The Accommodation of Religious Diversity in South Africa Against the Background of the Centrality of the Equality Principle in the New Constitutional Dispensation
Journal of African Law, Vol. 45, No. 1, pp. 51-72, 2001
22 Pages Posted: 17 Dec 2011
Date Written: December 15, 2011
South Africa is often characterized as a highly religious country since many South Africans consider their religious beliefs to be central to their lives. Although religion is widely believed to be a “non-issue”, these strong religious identifications might, however, play a role in the apparent ethnic resurgence. Consequently, the religious diversity of South Africa should be appropriately accommodated in the post-apartheid regime so as to prevent religion-based conflict.
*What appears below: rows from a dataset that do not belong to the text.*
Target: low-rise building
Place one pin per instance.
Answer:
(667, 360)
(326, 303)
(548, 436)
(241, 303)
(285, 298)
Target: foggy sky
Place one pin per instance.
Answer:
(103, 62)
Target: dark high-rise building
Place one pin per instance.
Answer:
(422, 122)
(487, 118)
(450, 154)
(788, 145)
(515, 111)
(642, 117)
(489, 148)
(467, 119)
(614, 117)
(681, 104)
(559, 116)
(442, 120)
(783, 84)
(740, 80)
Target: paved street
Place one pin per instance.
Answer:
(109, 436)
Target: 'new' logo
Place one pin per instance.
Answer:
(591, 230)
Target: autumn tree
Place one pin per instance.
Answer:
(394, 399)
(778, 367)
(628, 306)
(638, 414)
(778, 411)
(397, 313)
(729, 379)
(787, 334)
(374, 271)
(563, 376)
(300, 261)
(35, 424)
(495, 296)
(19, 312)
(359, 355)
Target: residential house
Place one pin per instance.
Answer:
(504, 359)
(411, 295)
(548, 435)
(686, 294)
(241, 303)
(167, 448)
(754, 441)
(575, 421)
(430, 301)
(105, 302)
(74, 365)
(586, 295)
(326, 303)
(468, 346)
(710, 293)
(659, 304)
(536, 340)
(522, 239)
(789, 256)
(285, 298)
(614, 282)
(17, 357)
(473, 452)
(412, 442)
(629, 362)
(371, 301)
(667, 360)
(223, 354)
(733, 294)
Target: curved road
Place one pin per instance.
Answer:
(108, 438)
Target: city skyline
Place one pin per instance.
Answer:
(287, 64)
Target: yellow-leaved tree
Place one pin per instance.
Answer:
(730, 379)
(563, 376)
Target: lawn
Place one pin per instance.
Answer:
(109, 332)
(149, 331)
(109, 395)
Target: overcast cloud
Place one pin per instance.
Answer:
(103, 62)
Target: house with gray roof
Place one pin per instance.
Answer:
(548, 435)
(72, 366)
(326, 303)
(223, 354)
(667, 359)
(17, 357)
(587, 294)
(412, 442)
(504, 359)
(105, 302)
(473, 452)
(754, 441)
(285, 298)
It is generally known that the great majority of South Africans are Christian, but that Christian majority can be further subdivided, giving rise to many religious minorities. The Christian affiliations that one can distinguish are the African Independent Churches, the Dutch Reformed Church, the Roman-Catholic Church, the Methodist Church, the Zion Christian Church, the Anglican Church, the Apostolic Church, the Lutheran Church and the Presbyterian Church. Also the other world religions, like Hinduism, Islam and Judaism, are present (in relatively small numbers). The extensive religious diversity thus revealed underscores further the need for a proper accommodation of that diversity as part of the wider democratization-transformation process after apartheid.
This article is structured as follows. A brief review of relevant apartheid practices is followed by an assessment of the constitutional negotiations and the ensuing constitution (1996) in terms of the accommodation of religious diversity and its relation to the equality principle. Some attention is also given to the more or less explicit minority rights provisions. An overview and evaluation of the implementation of the various relevant constitutional provisions finally culminates in a conclusion.